BTL: I didn’t realize that your previous feature was a documentary as well.
Fleischer-Camp: I would consider it an experimental documentary. A lot of people got very mad at some of the documentary festivals that it played at. It was designed to be sort of an intentional statement on how flexible and mutable footage can be and still fall under the documentary [genre]. I found a stranger’s YouTube videos — he had uploaded like 100 hours of home movies with his family. I and a friend of mine edited them to look flawlessly like this family burned their house down to collect the insurance money and then fled to Canada.
BTL: Wow. I have to look out for that one. Many people are interested in the process for this one, so it starts with the voice recording, then editing that together, before you do any of the animation or filming?
Fleischer-Camp: Writing for that three years and recording a couple of days in between, let us end up at the end of that three years with a screenplay, and basically, a finished audio play, almost all the audio with no sound effects or anything. Basically, the story you saw, then we moved into storyboarding. So Kirsten Lepore, our animation director, and I sat down and storyboarded every shot in the movie. And then, we went into live-action production, which is just the empty plates basically, so the entire movie, but without any of the animated characters in the footage. Once we were happy with that cut, we moved into animating Marcel on the stop-motion stages, and then we would marry those two together, the visual effects team and post.
BTL: At Below the Line, we speak to many cinematographers, production designers and costume designers. You have a lot of those same roles in Marcel, but they probably worked in different ways than a normal film shoot or animated film. Can you talk about those differences?
Fleischer-Camp: Totally. I think that it makes for a really great movie, because you can screen that animatic for friends and get feedback, especially working on a tiny, indie budget, make sure that it’s a good story, and everything works before you’re spending money on a shoot. Since you’re writing for Below the Line, this movie I would say was probably more than anything else I’ve worked on such a collaboration between departments, because of the live action, stop-motion mixture. Because stop-motion is such a technical process, it’s basically an entirely different crew that shot each movie. It could only work with tons of hand-holding going on between their counterparts. On the animation stage, they’d say, ‘Hey, what fabric did you use for Connie’s jewelry box bedroom? We’re trying to rebuild that.’ Our production designer in live-action would consult with the production designer in stop-motion, and it really would only have been possible with this very open communication.

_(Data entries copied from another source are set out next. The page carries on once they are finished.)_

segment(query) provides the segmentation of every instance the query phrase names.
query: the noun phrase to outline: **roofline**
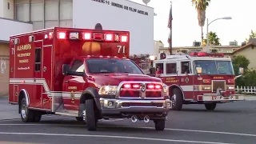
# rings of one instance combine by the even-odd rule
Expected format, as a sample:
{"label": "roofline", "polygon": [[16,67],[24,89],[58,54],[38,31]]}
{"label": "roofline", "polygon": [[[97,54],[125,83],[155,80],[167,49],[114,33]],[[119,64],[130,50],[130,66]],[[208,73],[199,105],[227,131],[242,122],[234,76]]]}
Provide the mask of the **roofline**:
{"label": "roofline", "polygon": [[21,23],[33,24],[33,22],[22,22],[22,21],[18,21],[18,20],[15,20],[15,19],[6,18],[2,18],[2,17],[0,17],[0,19],[18,22],[21,22]]}
{"label": "roofline", "polygon": [[[30,32],[26,32],[26,33],[22,33],[22,34],[14,34],[14,35],[11,35],[10,36],[10,38],[12,37],[16,37],[16,36],[20,36],[20,35],[26,35],[26,34],[34,34],[34,33],[37,33],[37,32],[42,32],[42,31],[48,31],[50,30],[55,30],[55,29],[76,29],[76,30],[94,30],[94,29],[82,29],[82,28],[74,28],[74,27],[50,27],[47,29],[42,29],[42,30],[34,30],[34,31],[30,31]],[[130,34],[130,31],[125,31],[125,30],[102,30],[102,31],[106,30],[106,31],[113,31],[113,32],[125,32],[125,33],[129,33]]]}
{"label": "roofline", "polygon": [[245,48],[246,48],[248,46],[254,46],[254,44],[253,42],[250,42],[250,43],[248,43],[248,44],[238,48],[238,50],[233,51],[232,54],[234,54],[234,53],[236,53],[238,51],[240,51],[240,50],[243,50],[243,49],[245,49]]}
{"label": "roofline", "polygon": [[0,40],[0,43],[10,43],[10,41],[3,41],[3,40]]}
{"label": "roofline", "polygon": [[128,1],[128,2],[132,2],[132,3],[135,3],[135,4],[137,4],[137,5],[141,5],[141,6],[145,6],[145,7],[151,8],[151,9],[154,10],[154,7],[151,7],[151,6],[145,6],[145,5],[142,5],[142,4],[140,4],[140,3],[137,3],[137,2],[132,2],[132,1],[130,1],[130,0],[126,0],[126,1]]}

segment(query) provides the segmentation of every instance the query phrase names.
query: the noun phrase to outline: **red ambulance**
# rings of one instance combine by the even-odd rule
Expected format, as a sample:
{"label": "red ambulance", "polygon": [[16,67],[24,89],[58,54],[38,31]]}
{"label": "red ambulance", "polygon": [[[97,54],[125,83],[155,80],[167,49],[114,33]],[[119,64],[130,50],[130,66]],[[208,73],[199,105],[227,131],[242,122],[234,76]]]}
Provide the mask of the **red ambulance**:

BTL: Was all the stop-motion done with backgrounds or was that done on green screen to make it easier to blend it with the live action portion? Or was it a mix of those techniques?

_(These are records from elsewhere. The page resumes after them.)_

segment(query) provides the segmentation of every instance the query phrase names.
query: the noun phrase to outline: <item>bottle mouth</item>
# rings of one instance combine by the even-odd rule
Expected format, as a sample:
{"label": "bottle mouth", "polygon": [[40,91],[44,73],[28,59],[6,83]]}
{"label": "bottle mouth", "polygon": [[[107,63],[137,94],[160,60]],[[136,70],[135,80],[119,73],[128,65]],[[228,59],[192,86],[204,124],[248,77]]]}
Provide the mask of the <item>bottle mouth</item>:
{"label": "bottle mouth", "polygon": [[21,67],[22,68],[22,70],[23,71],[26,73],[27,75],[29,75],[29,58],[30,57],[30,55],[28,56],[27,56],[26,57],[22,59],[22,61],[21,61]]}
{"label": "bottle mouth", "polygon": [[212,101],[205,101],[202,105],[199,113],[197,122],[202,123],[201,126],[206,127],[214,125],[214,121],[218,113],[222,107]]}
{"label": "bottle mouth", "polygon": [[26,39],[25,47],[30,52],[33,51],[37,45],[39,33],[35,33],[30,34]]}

Fleischer-Camp: It was a mix of a lot of different techniques. The most interesting part about the process, and probably the most difficult is that… you know how like any Marvel movie, they shoot the footage and then Spider-Man or whoever is modeled in CG. Imagine that, but instead of the second step where it’s all in the computer, you have another shoot that’s analog, that’s a stop-motion shoot on animation stages, which necessitates recreating the lighting for every shot absolutely perfectly or else it will not actually match with the footage. Our stop-motion cinematographer, Eric Adkins, was on set every day on the live action, taking the most meticulous notes about the lighting setup down to like ‘Marcel standing four inches from a Coca-Cola can and that might bounce light on his back.’
And then, it gets infinitely more complex when Marcel is interacting with stuff in the real world. When he goes out in the car ride, and you see trees flying by and their shadows passing over Marcel, that means for each one of those shadows, Eric and his team on the stages, had to look at the time code, figure out when the tree passed, and then automate a flag to be advanced, like one frame at a time across the light, so the shadow matches up perfectly with the tree we’re passing.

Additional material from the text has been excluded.